1 John 5:8 - "spirit..water..blood" - lower case s
http://web.archive.org/web/20120326212822/http://www.bibleprotector.com/forum/viewtopic.php?t=531


========

The true church of the Bible (1895)
Part II, Instruction for Jews and Unitarians
Chapter II, The Incarnation of God the Son
William Fleming
http://books.google.com/books?id=VgqKNTzACNgC&pg=PA90

The Spirit or Holy Ghost in verse 7 must not be taken as identical with the spirit in verse 8. SS. Athanasius and Augustine teach that the spirit in the latter verse refers to the last dying breath of our Lord when He 'gave up the ghost' (John, xix. 30); and ' the water and blood' to that which issued from His side, opened by the soldier's lance (John, xix. 34), both of which prove that Jesus is truly man. On the other hand, the Father, the Word, and the Spirit in verse 7 testified at Christ's baptism that He is truly God. That testimony is given by


St.
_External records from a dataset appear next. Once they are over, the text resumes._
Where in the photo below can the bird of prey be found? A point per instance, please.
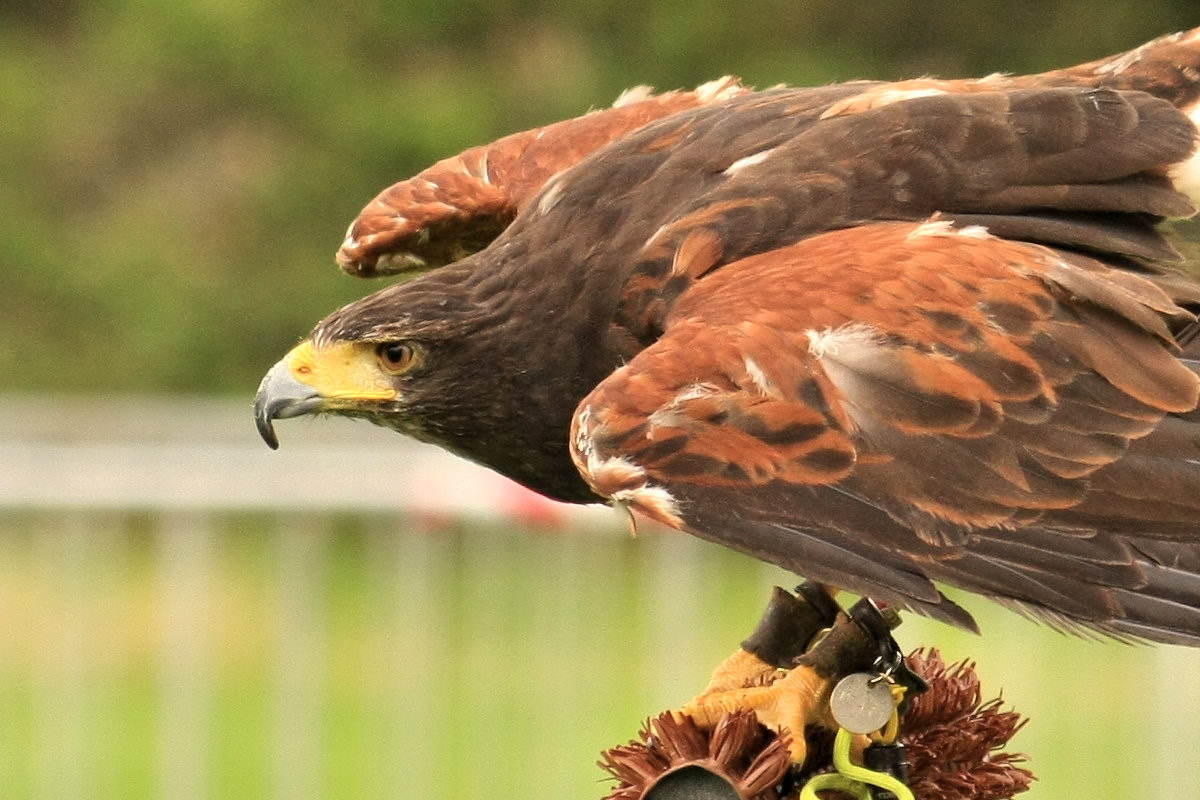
(885, 335)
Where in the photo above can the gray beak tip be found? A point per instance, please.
(281, 396)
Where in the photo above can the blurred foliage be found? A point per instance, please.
(177, 174)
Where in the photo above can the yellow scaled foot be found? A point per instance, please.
(784, 702)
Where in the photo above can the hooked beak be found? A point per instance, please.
(340, 377)
(281, 396)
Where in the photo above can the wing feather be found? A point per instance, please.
(913, 403)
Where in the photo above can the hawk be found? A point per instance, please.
(885, 335)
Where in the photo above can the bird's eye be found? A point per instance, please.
(396, 356)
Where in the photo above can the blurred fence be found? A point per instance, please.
(186, 614)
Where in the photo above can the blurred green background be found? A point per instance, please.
(174, 179)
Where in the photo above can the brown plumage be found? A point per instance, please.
(879, 334)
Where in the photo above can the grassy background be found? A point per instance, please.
(177, 174)
(175, 178)
(372, 656)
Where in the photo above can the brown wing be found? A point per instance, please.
(460, 204)
(887, 405)
(1075, 167)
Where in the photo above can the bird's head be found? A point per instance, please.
(400, 358)
(367, 378)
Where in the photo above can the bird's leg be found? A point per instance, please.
(783, 674)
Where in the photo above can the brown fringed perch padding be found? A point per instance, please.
(952, 739)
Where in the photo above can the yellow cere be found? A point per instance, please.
(340, 371)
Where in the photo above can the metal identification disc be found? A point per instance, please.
(862, 703)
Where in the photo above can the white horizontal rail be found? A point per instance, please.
(167, 455)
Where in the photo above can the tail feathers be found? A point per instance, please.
(1153, 594)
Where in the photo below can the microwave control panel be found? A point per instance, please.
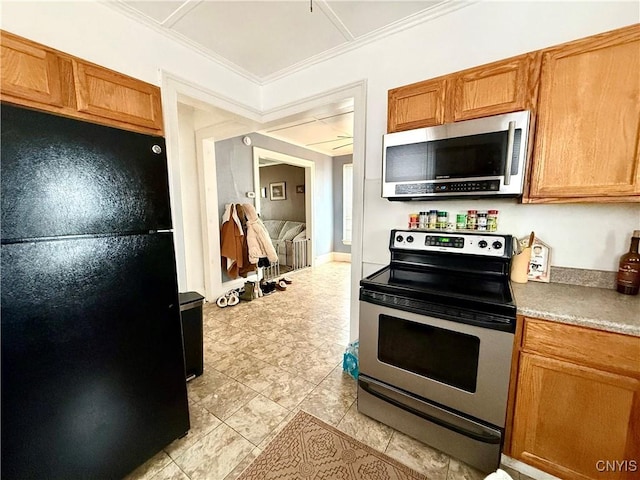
(494, 245)
(469, 186)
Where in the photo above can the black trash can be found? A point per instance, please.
(191, 315)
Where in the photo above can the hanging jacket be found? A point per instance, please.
(231, 241)
(247, 266)
(258, 241)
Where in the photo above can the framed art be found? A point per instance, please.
(278, 191)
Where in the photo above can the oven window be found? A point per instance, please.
(443, 355)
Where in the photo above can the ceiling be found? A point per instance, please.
(266, 40)
(327, 129)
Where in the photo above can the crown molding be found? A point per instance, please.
(438, 10)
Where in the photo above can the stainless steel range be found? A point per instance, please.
(436, 338)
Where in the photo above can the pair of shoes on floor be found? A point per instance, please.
(248, 293)
(268, 287)
(229, 299)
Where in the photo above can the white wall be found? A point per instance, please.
(99, 34)
(192, 220)
(582, 236)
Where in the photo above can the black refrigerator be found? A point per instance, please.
(93, 380)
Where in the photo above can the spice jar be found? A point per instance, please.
(472, 218)
(443, 218)
(433, 218)
(482, 221)
(492, 220)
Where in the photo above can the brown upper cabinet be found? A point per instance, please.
(584, 143)
(588, 125)
(418, 105)
(39, 77)
(500, 87)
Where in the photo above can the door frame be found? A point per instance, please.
(173, 86)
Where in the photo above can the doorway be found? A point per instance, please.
(288, 215)
(176, 90)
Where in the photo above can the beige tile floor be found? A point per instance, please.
(266, 359)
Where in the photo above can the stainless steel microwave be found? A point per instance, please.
(472, 158)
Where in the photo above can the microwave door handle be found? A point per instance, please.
(507, 165)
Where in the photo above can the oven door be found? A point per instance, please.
(462, 367)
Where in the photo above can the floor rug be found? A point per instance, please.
(309, 449)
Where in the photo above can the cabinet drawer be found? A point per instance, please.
(608, 351)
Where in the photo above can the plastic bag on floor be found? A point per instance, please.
(350, 359)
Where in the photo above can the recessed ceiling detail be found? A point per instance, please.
(265, 40)
(329, 134)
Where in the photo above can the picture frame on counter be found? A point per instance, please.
(540, 262)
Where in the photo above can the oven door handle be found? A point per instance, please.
(485, 438)
(509, 160)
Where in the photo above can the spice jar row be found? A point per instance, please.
(443, 220)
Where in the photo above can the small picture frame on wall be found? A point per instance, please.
(278, 191)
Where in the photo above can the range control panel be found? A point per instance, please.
(479, 243)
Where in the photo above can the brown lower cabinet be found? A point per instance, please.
(576, 408)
Matthew (iii. 16-17): 'And Jesus, when he was baptized, went up straightway out of the water: and, lo, the heavens were opened unto him, and he saw the Spirit of God descending like a dove, and lighting upon him: And lo a voice from heaven, saying, This is my beloved Son, in whom I am well pleased.
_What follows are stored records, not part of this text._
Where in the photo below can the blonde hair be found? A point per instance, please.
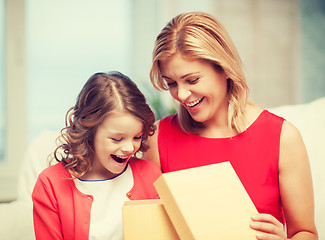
(198, 35)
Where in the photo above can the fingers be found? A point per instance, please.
(267, 227)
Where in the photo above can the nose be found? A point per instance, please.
(128, 147)
(183, 93)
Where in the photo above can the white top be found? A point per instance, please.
(106, 211)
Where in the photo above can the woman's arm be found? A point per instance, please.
(296, 192)
(152, 153)
(296, 186)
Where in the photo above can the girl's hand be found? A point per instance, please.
(268, 227)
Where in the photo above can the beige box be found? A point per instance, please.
(147, 220)
(207, 202)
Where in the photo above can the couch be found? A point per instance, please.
(309, 118)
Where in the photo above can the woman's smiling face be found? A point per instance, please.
(116, 140)
(198, 85)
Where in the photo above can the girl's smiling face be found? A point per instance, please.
(198, 85)
(116, 140)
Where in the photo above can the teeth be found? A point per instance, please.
(192, 104)
(119, 159)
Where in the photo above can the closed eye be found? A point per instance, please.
(117, 139)
(190, 81)
(171, 84)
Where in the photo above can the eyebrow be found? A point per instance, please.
(184, 76)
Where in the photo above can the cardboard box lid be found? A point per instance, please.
(147, 220)
(207, 202)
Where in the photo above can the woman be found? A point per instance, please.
(196, 61)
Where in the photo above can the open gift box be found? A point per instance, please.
(201, 203)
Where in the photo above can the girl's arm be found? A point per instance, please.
(45, 212)
(296, 190)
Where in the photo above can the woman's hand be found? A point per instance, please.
(268, 227)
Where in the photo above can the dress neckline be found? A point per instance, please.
(237, 135)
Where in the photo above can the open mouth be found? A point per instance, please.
(194, 103)
(119, 159)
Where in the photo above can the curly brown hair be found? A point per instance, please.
(102, 93)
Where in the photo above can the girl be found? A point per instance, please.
(81, 197)
(196, 61)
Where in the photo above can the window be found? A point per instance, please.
(65, 45)
(2, 81)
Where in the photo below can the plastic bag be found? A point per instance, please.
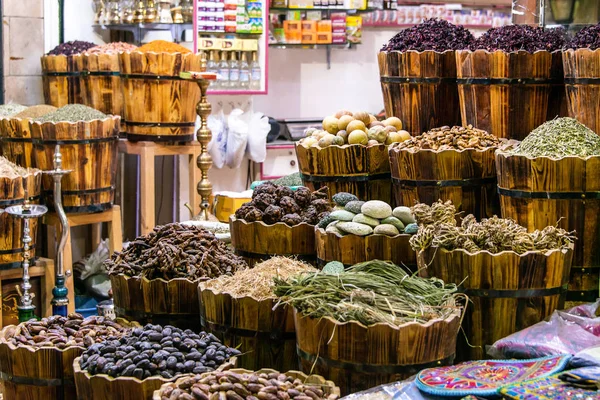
(237, 138)
(258, 130)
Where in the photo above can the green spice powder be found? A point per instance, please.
(560, 137)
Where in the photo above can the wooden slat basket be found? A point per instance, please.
(157, 301)
(257, 241)
(357, 169)
(353, 249)
(159, 105)
(358, 357)
(539, 192)
(507, 291)
(467, 177)
(582, 82)
(506, 94)
(420, 88)
(331, 391)
(89, 149)
(265, 335)
(13, 192)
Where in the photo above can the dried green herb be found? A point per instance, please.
(560, 137)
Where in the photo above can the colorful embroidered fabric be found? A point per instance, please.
(549, 388)
(485, 377)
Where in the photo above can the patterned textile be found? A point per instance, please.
(549, 388)
(485, 377)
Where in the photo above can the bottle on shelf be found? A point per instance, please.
(255, 73)
(244, 72)
(234, 71)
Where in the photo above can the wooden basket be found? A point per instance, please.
(507, 291)
(420, 88)
(353, 249)
(467, 177)
(12, 192)
(101, 84)
(89, 149)
(582, 73)
(61, 79)
(15, 141)
(357, 169)
(257, 241)
(358, 357)
(157, 301)
(264, 334)
(506, 94)
(539, 192)
(159, 105)
(328, 387)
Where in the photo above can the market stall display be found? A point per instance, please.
(240, 310)
(388, 327)
(244, 384)
(344, 160)
(50, 345)
(417, 69)
(550, 179)
(278, 221)
(155, 279)
(361, 231)
(447, 163)
(530, 282)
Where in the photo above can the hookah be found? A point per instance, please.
(26, 212)
(60, 301)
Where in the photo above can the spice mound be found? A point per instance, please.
(162, 46)
(521, 37)
(176, 251)
(257, 282)
(72, 113)
(558, 138)
(432, 34)
(455, 138)
(156, 351)
(369, 293)
(251, 386)
(274, 203)
(63, 332)
(438, 228)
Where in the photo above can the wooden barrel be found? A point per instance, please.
(507, 291)
(89, 149)
(506, 94)
(467, 177)
(61, 79)
(357, 169)
(352, 249)
(330, 391)
(264, 334)
(257, 241)
(101, 84)
(13, 192)
(358, 357)
(156, 301)
(159, 105)
(582, 83)
(420, 88)
(539, 192)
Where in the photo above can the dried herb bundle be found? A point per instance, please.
(176, 251)
(438, 229)
(369, 293)
(560, 137)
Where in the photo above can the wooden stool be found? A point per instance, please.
(147, 151)
(115, 235)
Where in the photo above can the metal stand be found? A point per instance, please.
(26, 212)
(60, 300)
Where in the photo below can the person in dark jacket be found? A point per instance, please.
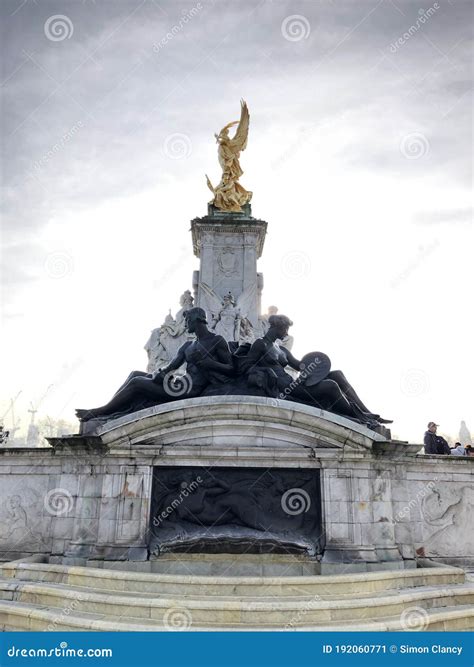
(435, 444)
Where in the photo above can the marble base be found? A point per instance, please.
(88, 497)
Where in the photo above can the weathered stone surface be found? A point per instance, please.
(89, 498)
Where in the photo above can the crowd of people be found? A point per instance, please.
(436, 444)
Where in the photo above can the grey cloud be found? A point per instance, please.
(128, 95)
(448, 216)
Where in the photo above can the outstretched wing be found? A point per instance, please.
(239, 142)
(212, 303)
(246, 301)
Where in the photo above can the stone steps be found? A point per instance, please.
(327, 587)
(27, 617)
(35, 596)
(248, 611)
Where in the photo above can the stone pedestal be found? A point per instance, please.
(228, 246)
(89, 498)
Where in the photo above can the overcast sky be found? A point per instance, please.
(359, 157)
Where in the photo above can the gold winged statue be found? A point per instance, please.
(229, 195)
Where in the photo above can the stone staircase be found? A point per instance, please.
(46, 596)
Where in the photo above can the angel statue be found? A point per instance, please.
(229, 195)
(228, 315)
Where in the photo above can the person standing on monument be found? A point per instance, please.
(435, 444)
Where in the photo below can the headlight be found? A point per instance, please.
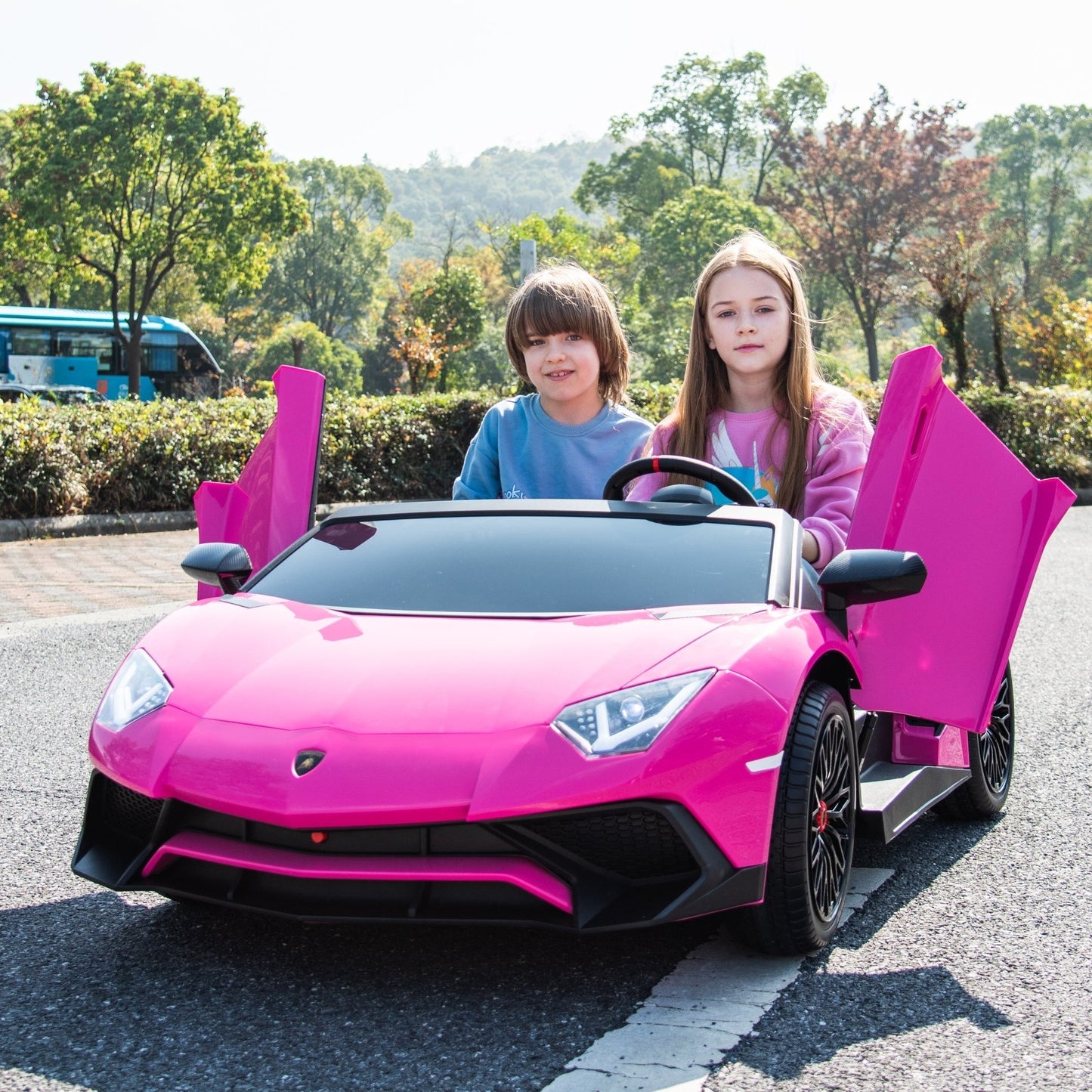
(630, 719)
(138, 688)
Jesus answered and said unto them, Though I bear record of myself, yet my record is true: for I know whence I came, and whither I go; but ye cannot tell whence I come, and whither I go. (John, viii. 14).
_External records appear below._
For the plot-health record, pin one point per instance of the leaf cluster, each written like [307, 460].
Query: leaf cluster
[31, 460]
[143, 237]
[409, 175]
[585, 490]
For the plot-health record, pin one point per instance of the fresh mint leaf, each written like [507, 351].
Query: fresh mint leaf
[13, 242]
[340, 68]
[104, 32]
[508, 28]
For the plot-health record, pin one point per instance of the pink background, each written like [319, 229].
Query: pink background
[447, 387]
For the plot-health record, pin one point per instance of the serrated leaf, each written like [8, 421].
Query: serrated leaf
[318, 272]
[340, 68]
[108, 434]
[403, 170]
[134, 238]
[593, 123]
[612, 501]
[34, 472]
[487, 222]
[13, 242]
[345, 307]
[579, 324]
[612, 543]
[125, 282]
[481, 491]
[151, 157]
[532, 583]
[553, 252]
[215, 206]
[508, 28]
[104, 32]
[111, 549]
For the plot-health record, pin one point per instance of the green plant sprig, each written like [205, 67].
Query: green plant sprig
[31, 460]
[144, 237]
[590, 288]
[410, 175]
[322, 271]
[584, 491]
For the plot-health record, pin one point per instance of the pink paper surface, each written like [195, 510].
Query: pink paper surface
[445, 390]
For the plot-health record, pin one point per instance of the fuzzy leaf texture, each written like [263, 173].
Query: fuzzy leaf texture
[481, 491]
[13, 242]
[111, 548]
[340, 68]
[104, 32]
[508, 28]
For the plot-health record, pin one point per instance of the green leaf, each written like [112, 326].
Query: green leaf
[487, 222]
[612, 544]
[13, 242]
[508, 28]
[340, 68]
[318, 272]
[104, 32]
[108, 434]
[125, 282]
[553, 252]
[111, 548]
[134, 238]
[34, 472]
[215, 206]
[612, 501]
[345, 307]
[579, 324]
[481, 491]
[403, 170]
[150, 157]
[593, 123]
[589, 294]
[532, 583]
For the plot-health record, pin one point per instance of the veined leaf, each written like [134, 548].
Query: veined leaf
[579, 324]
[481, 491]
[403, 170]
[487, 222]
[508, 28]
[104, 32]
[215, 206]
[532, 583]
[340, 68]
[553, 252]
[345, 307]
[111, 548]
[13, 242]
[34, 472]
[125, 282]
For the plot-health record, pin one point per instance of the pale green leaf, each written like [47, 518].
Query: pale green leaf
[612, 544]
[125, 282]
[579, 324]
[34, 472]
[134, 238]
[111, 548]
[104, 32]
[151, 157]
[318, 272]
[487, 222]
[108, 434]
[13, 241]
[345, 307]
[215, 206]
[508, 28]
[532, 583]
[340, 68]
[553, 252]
Hence the Father, the Holy Ghost, and our Lord Himself testify to His divinity; and the water and blood, together with our Lord's last breath, bear witness to His sacred humanity

=========================

Matthew Verschuur shows 1637 Cambridge:


"1 John 5:8 correctly has lowercase “s” on the word “spirit”, as was published in 1638, 1769 and in the Pure Cambridge Edition. Most historical editions of the KJB have lower case “s” on “spirit” at 1 John 5:8, this is a scan from the 1637 Cambridge."
https://web.archive.org/web/20120322061752/http://www.bibleprotector.com/forum/viewtopic.php?t=487


=====================================

Will Kinney brought up some counterpoint in defense of the capital "S". Will's post is here:
https://www.facebook.com/groups/purebible/permalink/860080037417220/?comment_id=860147360743821&offset=0&total_comments=9&comment_tracking={"tn":"R4"}
And leads to this article.


“Spirit” or “spirit”?
http://brandplucked.webs.com/spiritorspirit.htm


And I have four posts after that, that I will plan on placing in here. For now, here is a key pic,
from the 1612 Confession of Faith of the English Baptists in Amsterdam! One year after the publication of the AV.

Please note that this works ONLY with the spirit (small "s") as the context of the earthly witnesses.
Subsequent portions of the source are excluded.